Fig. 3: Patient stratification and model interpretability.

a Global feature permutation importance from the Clinical Transformer applied to the Chowell et al.3 dataset. N = 10 permutation test data splits. b KM curves (on 80% train splits) for different population groups defined by four quantile cutoffs from Clinical Transformer survival scores (Q1: n = 241, Q2: n = 304, Q3: n = 330, Q4: n = 303). Dotted lines: median survival time and probability from the 10 models on the train splits. c Raw feature value enrichment in the four populations used to stratify the patients (from the 10 models on 20% test splits; n = 296).
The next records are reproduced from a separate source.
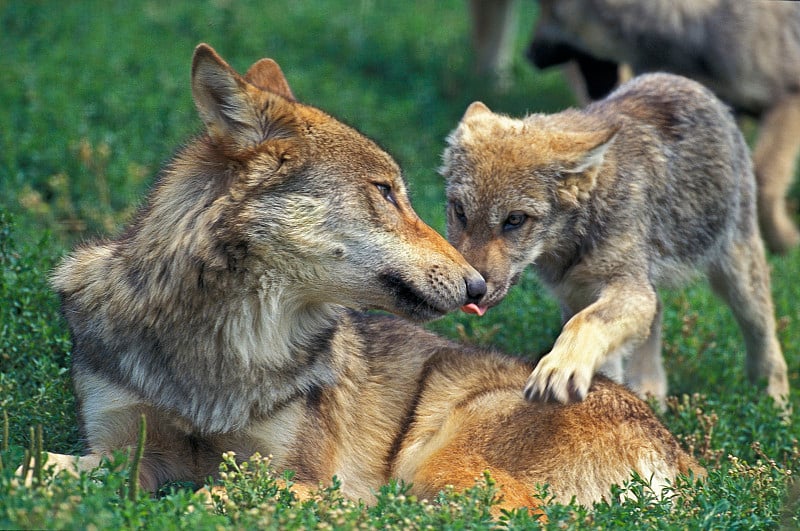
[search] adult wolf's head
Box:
[440,102,618,314]
[184,44,485,319]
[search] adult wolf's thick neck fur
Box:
[53,139,342,432]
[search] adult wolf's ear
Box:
[558,127,619,206]
[192,44,294,152]
[244,59,297,101]
[461,101,492,120]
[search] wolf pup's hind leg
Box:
[709,235,789,407]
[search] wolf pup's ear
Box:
[192,44,291,152]
[244,59,297,101]
[558,127,619,206]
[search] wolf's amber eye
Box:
[375,183,397,206]
[503,212,528,230]
[452,201,467,223]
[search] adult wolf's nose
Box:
[467,275,486,303]
[461,275,487,315]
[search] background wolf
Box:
[529,0,800,251]
[40,45,702,506]
[441,74,789,403]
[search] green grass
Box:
[0,0,800,529]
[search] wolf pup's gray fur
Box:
[441,74,789,403]
[530,0,800,252]
[37,45,703,508]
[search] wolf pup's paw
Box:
[524,353,594,404]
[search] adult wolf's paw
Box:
[525,352,594,404]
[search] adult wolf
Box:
[441,74,789,410]
[43,45,702,506]
[529,0,800,252]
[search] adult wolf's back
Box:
[47,45,701,506]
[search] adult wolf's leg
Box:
[753,95,800,253]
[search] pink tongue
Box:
[461,302,486,317]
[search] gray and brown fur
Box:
[441,74,789,410]
[45,45,703,507]
[529,0,800,252]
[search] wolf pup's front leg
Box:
[525,277,658,403]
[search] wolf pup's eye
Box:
[451,201,467,224]
[375,183,397,206]
[503,212,528,230]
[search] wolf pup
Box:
[441,74,789,403]
[529,0,800,252]
[42,45,703,507]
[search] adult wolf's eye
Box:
[375,183,397,206]
[451,201,467,224]
[503,212,528,230]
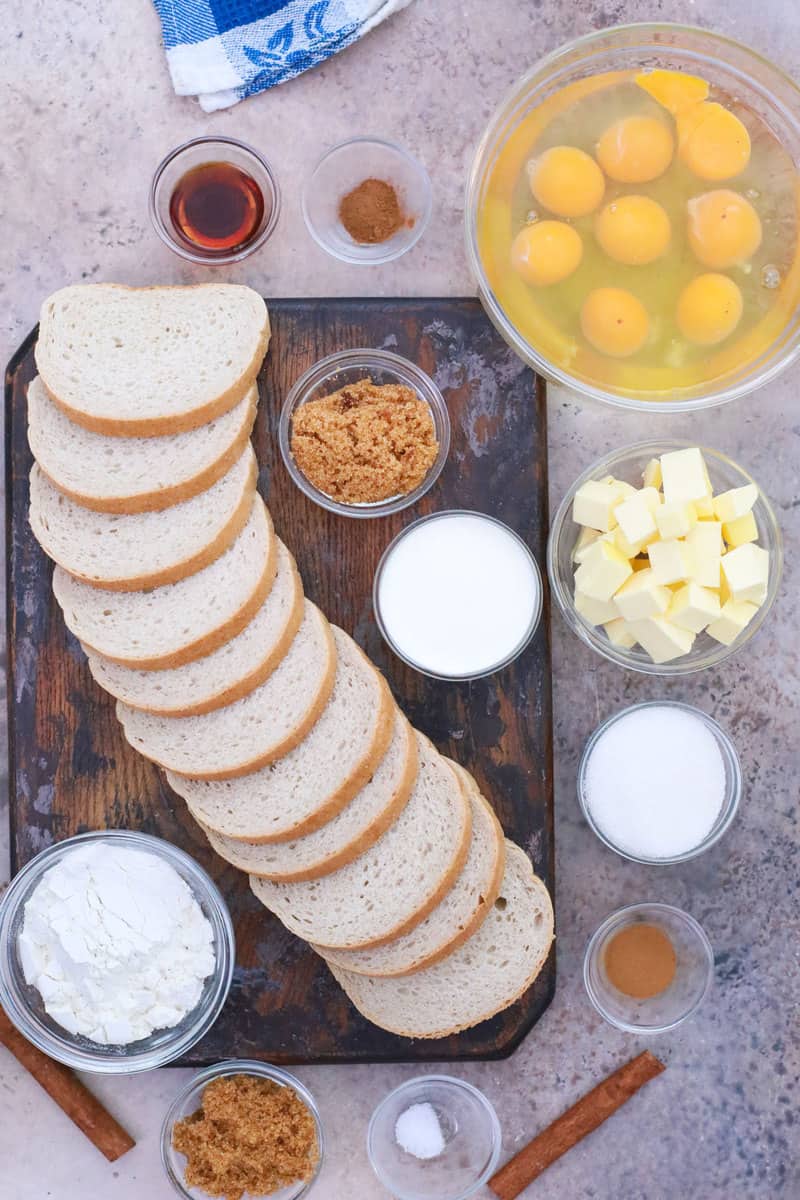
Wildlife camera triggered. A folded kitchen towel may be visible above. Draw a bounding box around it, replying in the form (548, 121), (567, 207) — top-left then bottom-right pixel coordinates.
(155, 0), (410, 113)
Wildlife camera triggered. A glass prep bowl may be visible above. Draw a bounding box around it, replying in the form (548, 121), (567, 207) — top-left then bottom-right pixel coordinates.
(464, 23), (800, 412)
(0, 829), (235, 1075)
(547, 440), (783, 676)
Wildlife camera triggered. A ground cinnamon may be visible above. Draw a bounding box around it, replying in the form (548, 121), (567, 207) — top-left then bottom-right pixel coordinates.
(339, 179), (405, 246)
(603, 922), (675, 1000)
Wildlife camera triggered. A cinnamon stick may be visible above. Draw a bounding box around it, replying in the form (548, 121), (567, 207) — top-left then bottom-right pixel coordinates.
(489, 1050), (664, 1200)
(0, 1008), (136, 1163)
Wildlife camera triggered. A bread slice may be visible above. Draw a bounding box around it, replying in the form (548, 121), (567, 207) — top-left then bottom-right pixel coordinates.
(28, 376), (258, 512)
(331, 842), (553, 1038)
(167, 626), (395, 844)
(89, 539), (303, 716)
(53, 496), (277, 671)
(30, 443), (257, 592)
(251, 733), (471, 949)
(36, 283), (270, 438)
(205, 709), (417, 888)
(314, 763), (505, 976)
(116, 600), (336, 779)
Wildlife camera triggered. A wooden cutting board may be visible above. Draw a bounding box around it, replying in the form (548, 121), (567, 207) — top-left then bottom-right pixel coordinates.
(6, 300), (555, 1064)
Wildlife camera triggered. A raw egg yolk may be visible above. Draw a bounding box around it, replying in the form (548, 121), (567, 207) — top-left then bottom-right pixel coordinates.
(511, 221), (583, 288)
(581, 288), (650, 359)
(595, 196), (670, 266)
(688, 187), (762, 270)
(530, 146), (606, 217)
(675, 101), (750, 182)
(597, 116), (675, 184)
(676, 275), (742, 346)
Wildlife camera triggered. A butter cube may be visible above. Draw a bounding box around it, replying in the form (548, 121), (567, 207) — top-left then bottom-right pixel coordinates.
(572, 526), (600, 563)
(706, 600), (758, 646)
(575, 538), (633, 600)
(661, 446), (711, 504)
(614, 570), (672, 620)
(722, 512), (758, 550)
(575, 592), (619, 625)
(572, 479), (619, 533)
(642, 458), (663, 491)
(648, 538), (692, 584)
(684, 521), (722, 588)
(667, 583), (720, 634)
(614, 487), (658, 546)
(630, 617), (694, 662)
(604, 617), (636, 650)
(656, 500), (697, 538)
(722, 541), (770, 604)
(714, 484), (758, 523)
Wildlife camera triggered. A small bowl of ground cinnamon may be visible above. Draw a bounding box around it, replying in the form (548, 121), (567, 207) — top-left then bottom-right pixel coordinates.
(161, 1060), (324, 1200)
(278, 349), (450, 517)
(302, 137), (431, 265)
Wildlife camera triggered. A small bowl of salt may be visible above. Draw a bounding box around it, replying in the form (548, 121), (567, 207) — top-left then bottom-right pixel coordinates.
(367, 1075), (501, 1200)
(578, 700), (742, 866)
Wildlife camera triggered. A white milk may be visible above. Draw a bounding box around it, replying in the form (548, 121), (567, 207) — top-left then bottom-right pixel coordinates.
(375, 512), (541, 678)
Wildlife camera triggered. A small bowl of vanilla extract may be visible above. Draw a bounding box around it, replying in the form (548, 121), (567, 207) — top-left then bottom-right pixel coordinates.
(150, 137), (281, 265)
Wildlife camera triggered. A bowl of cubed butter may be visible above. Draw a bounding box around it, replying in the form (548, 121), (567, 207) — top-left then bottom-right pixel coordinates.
(547, 440), (783, 676)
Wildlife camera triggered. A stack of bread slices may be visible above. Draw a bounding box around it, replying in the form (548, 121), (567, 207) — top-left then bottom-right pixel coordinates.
(29, 284), (553, 1037)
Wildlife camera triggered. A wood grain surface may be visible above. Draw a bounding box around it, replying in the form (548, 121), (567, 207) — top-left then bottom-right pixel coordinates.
(6, 300), (555, 1064)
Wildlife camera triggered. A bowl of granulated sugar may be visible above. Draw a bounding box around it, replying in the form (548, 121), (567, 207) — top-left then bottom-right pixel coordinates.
(578, 701), (741, 866)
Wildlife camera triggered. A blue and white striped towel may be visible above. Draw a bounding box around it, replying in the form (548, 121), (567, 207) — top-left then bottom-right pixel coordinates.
(155, 0), (410, 113)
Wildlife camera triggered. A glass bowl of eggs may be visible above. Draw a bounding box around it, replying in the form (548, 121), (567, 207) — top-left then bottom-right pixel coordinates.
(465, 24), (800, 412)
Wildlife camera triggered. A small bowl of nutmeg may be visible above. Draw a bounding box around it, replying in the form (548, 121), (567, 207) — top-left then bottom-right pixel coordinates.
(278, 349), (450, 517)
(161, 1060), (325, 1200)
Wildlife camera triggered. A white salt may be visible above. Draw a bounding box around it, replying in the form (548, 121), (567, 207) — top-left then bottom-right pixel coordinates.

Numerical features: y-axis in units of each variable; binary features: y-axis is proportion of patients. Bonferroni-corrected two-sided t test P value: ns, 5.00e-02 < P ≤ 1.00e + 00; *, 1.00e-02 < P ≤ 5.00e-02; **, 1.00e-03 < P ≤ 1.00e-02; ***, 1.00e-04 < P ≤ 1.00e-03; ****, P ≤ 1.00e-04. d, Feature interaction graph derived from cosine interaction scores. Each color depicts one of the four functional groups identified when clustering the feature pairwise cosine similarities in the test sets. Black lines: intracluster interactions; light blue lines: intercluster interactions; line thickness: cosine similarity magnitude. e CoxPH HR (error bars: 95% CI) stratifying by each of the top 10 functional groups in the Samstein et al.33 dataset. Functional group displayed genes capped at 10 for visualization purposes. f KM curves of patients possessing at least 1 mutation in group C8 (Mut) vs. no mutation (Wt), in the discovery dataset (Samstein et al.), and two independent validation datasets (Miao et al.73 and TCGA). Boxplots in (a, c): centerline, median; box limits, quartile 1 and 3; box whiskers, 1.5× interquartile range; diamonds, outliers. Shaded region or error bars in (b, e): 95% confidence interval. HR p-values in (f) from Wald statistical test. Chemo, chemotherapy; MSS, microsatellite stable. Source data are provided in the SourceData file.